Gestational diabetes (mellitus) is diabetes, or glucose intolerance, recognized during pregnancy. It has all of the normal effects of diabetes mellitus, but compounds with the possible complications that may result to the mother or child. Thankfully, gestational diabetes is manageable with simple things, like exercise and a proper gestational diabetes diet menu. If properly managed, gestational diabetes may reverse after pregnancy ends.
Gestational diabetes can be managed with diet control. However, unless advised otherwise by a competent physician, a mother should not restrict her caloric intake, or curb her urges, as those are natural and will help the baby grow. The following is a list of suggestions on what to add and subtract from one’s everyday diet.
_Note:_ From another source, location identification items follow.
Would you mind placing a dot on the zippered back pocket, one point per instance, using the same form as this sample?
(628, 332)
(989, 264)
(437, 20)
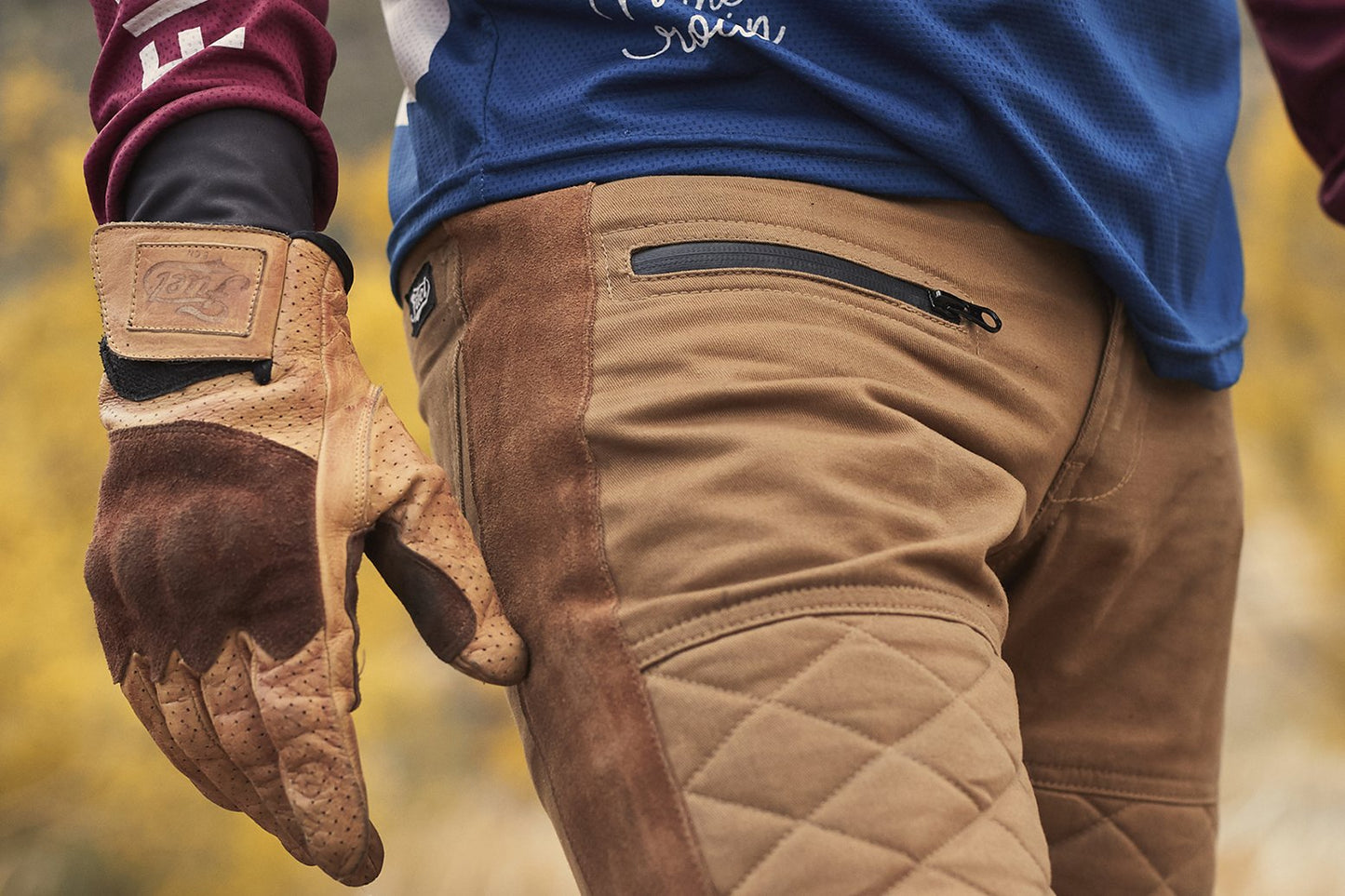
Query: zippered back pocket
(722, 255)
- Sugar. Try to get rid of excess sugar in the diet. This includes hidden sugars in softdrinks, juices, and other liquids. The rule of thumb is to try and drink only water while pregnant. Drinks other than pure water will often contain sugar to make them more palatable. Of course, it might be advisable to drink pure juice, but one should be sure that it really is just juice with nothing added. A juicer would be good for this purpose.
- Foods with lower glycemic index. The glycemic index is a measurement of how long it takes for the glucose in the food to go into your bloodstream. In addition, the lower the glycemic index, the longer it will take for one to become hungry again. Foods with a low glycemic index include pasta, corn, oatmeal, and wheat bread. Rice should be avoided.
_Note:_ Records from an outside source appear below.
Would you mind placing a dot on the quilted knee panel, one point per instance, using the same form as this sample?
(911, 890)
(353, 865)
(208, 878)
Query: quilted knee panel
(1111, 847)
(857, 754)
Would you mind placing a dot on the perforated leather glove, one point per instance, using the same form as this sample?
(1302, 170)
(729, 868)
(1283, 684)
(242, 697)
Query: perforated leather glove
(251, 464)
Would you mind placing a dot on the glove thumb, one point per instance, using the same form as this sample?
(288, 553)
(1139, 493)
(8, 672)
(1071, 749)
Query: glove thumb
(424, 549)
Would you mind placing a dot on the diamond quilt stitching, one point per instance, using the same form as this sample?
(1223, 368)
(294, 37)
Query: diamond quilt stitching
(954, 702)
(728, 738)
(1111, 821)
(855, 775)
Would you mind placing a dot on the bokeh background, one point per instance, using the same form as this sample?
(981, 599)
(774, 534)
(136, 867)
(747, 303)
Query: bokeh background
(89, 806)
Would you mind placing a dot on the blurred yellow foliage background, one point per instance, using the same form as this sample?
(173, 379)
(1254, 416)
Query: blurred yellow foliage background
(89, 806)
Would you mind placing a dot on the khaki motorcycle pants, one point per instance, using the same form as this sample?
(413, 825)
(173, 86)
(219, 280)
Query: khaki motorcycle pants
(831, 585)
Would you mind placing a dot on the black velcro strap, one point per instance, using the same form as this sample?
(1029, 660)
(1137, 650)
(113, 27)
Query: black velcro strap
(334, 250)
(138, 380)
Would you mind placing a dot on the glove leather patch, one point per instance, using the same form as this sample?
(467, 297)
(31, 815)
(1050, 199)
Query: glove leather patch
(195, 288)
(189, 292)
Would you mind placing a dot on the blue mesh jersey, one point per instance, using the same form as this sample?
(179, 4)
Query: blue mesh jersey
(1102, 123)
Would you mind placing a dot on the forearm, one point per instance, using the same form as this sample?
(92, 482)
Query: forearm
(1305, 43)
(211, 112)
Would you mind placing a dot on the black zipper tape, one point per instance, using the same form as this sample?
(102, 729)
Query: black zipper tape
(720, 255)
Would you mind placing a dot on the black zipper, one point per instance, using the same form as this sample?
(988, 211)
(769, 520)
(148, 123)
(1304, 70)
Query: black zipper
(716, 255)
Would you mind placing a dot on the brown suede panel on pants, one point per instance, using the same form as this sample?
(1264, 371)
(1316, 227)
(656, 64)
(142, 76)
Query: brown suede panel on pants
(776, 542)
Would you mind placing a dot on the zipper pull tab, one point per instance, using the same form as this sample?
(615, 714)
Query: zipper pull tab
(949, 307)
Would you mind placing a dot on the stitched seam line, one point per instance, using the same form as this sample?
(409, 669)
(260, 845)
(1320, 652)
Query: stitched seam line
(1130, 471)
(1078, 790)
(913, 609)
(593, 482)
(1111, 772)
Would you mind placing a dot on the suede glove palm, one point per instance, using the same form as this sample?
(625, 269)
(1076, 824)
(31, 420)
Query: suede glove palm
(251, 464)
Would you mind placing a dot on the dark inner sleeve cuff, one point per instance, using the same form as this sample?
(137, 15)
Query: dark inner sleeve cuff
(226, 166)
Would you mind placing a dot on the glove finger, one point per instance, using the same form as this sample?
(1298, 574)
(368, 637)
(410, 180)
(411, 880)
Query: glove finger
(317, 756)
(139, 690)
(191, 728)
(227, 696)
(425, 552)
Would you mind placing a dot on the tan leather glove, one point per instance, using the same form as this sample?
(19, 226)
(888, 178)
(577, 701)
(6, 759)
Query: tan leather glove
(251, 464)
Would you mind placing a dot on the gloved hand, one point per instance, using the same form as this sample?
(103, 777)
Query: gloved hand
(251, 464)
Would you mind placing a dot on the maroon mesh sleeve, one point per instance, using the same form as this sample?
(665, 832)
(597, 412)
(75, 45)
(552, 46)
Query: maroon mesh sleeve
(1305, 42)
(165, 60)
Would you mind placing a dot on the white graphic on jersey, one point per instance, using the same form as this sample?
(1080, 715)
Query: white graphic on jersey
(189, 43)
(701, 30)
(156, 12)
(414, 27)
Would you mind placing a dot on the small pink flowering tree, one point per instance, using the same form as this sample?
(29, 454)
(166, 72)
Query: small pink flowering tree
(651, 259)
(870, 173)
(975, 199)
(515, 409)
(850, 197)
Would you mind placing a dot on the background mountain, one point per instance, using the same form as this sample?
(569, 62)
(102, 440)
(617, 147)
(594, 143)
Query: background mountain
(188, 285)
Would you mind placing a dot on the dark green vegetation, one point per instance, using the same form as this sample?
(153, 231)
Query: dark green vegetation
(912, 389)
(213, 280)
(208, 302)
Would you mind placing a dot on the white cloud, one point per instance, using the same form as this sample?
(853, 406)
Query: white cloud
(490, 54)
- Foods with a high insulin index/glycemic index ratio. A food’s insulin index shows how high one’s blood insulin levels will rise upon consumption of the food. The highest insulin/glycemic index ratio belongs to yogurt: while yogurt has a relatively high glycemic index, the amount of insulin it induces allows the glucose it contains to be taken out of the bloodstream relatively quickly.
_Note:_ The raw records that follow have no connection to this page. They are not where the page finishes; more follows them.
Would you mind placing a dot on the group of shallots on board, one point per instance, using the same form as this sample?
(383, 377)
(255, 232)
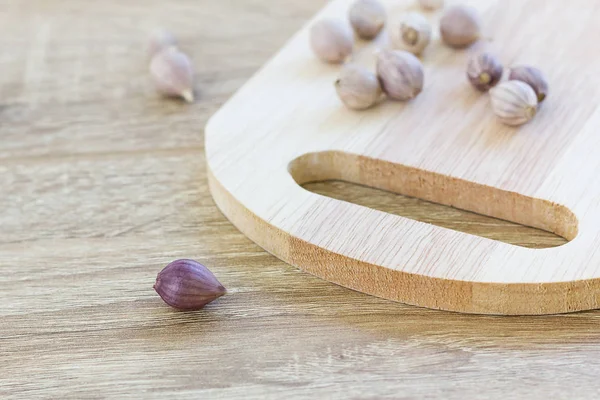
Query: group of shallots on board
(399, 72)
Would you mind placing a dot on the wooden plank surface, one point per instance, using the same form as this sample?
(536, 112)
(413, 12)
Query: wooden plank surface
(286, 127)
(103, 184)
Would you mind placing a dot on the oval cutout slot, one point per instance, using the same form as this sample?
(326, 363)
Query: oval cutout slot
(425, 196)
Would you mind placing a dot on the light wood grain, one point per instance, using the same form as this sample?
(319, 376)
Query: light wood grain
(286, 127)
(103, 184)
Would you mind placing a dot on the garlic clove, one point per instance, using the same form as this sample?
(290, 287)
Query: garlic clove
(187, 285)
(431, 5)
(332, 40)
(484, 71)
(172, 73)
(160, 39)
(367, 18)
(514, 102)
(400, 73)
(412, 33)
(533, 77)
(358, 88)
(460, 26)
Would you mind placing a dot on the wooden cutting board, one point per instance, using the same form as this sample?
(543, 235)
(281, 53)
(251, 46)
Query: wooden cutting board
(286, 127)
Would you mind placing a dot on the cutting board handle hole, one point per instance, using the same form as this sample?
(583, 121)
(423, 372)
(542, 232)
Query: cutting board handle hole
(543, 224)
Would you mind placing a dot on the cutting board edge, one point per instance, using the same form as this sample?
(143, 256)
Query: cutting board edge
(472, 297)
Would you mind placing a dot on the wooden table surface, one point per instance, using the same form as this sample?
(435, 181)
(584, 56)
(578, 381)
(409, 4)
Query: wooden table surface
(104, 183)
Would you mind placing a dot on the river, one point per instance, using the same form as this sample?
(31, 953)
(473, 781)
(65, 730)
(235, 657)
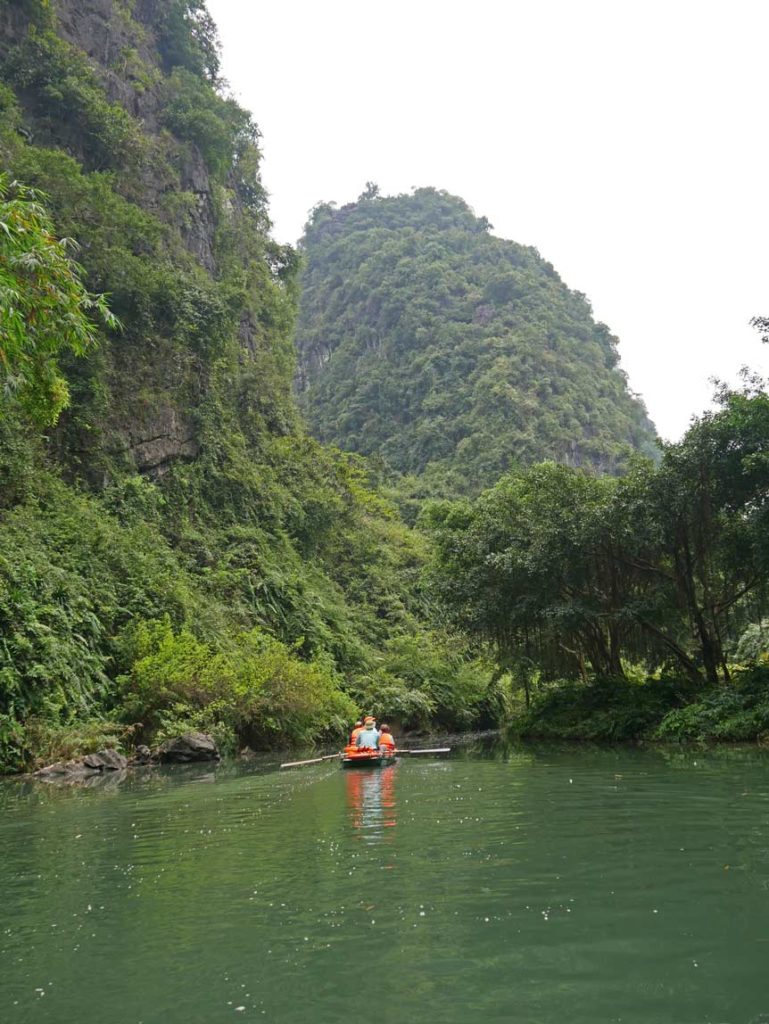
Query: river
(501, 884)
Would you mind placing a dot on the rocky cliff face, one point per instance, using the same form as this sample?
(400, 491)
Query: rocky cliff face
(110, 107)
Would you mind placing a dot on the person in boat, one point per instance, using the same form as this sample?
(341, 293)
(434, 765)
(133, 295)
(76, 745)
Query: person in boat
(370, 734)
(386, 738)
- Meats. Unless you’re vegan (staying vegan for a pregnancy is highly discouraged as the baby needs the proteins most abundant in meat to grow and develop), meat can be filling. One should not consume too much processed meat. It would be best if one cooked their own meat fresh from the market. This is the food one should eat when they are truly hungry, as meat provides essential amino acids for growth and does not contain too much sugar. It is a good idea to eat meat with every meal to maintain satiety. When a pregnant mother is hungry, it might be a good idea to have a little beef jerky or perhaps some pieces of cooked liver.
Diet alone may not suffice for managing diabetes. If needed, exercise, especially light aerobic exercise, will be beneficial to both the mother and the child, as exercise improves blood circulation throughout the body, allowing more nutrients and oxygen to pass from the mother to the child, as well as getting rid of excess energy in the form of glucose. Walking for long periods of time could help, as long as it is not too much of an inconvenience to do so, since the extra mass that the baby adds provides an additional load for one’s legs, but it can be done. Other exercises that could be recommended are swimming, as the water will support the combined weight of the mother and child and make it easier for the mother to exert herself. Mothers should not completely exhaust themselves, however.
If the gestational diabetes diet menu combined with exercise still fails to manage the blood glucose levels, a physician may recommend getting insulin shots, just like a diabetic. Thankfully, it may end after pregnancy, as gestational diabetes is reversible in most cases.